The academic neighbourhood will be next to one of the top universities in the world. The left-wing pseudo-anarcho types will be outnumbered and overshadowed by the douchey fraternities and the feverish athletic atmosphere, perhaps best characterized by the fact that the coach of the football team makes a million dollars or more a year.
The opulent houses on cul-de-sacs next to lakes will be home to upper management types working at the headquarters of Fortune 500 companies that you've heard of like 3M, General Mills, Target and BestBuy, and companies that you haven't heard of but that are major players in the world's second largest economy, like UnitedHealth. There is astounding wealth in Minneapolis.
Winnipeg has, and is, none of these things. But the clincher is probably Prince. And a movie called
Purple Rain. Prince and
Purple Rain are just about as un-Winnipeg as you can possibly get.
You can't conflate a few granola crunchers in Wolseley with a troup of Chomsky acolytes in Minneapolis into a pat notion that Winnipeg is more like Minneapolis than it is like Toronto, because the evidence against it is overwhelming. And even when lefties in Winnipeg and Minneapolis find common ground on things like a vitriolic hatred of Bush, what's going to happen when the Winnipegger mentions Harper?

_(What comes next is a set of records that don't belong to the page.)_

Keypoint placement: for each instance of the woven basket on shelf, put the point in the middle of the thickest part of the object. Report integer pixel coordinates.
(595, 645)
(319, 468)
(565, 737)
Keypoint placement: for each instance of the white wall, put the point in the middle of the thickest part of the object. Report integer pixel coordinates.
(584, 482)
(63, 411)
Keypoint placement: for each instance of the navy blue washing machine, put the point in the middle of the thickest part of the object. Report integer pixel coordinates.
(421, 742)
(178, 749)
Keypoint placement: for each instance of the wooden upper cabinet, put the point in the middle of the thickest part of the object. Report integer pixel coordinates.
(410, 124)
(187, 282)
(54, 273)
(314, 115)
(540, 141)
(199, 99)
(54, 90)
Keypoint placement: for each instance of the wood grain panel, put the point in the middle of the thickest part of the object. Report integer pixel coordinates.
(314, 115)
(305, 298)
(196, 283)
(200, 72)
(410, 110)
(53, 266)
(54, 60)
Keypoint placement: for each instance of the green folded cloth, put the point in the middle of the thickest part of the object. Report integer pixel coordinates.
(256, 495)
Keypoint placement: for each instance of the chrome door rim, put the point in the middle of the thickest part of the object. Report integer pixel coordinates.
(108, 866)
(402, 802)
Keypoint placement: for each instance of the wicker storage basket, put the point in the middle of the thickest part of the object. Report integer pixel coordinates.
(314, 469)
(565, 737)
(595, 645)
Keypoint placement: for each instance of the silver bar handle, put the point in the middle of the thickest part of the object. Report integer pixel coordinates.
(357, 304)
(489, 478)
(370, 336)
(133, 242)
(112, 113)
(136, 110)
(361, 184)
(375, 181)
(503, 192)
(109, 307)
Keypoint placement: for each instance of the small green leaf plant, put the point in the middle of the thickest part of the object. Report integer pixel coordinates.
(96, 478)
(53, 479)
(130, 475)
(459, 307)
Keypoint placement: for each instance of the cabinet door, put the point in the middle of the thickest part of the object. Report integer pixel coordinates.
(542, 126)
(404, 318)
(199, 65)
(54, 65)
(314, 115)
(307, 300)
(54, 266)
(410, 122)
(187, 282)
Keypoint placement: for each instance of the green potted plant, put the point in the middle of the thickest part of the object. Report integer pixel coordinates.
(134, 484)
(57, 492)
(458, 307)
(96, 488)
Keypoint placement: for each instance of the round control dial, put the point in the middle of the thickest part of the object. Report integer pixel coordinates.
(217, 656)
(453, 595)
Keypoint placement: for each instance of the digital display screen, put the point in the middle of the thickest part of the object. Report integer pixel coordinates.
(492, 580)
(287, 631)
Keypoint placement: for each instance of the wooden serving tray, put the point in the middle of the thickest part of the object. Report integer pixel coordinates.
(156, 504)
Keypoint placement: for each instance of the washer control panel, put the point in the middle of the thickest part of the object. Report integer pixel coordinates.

Crickets. That is, unless someone from Toronto is there.
To clarify, I'm not suggesting that Winnipeg and Toronto are twin cities (heh...see what I did there?). I'm just stating the bleedin' obvious: the commonalities that impact your life as a Canadian are more important than any north-south similarities are. Which is not to suggest that cross-border friendships or fun nights in bars aren't going to happen. We're speaking in generalities, as ever.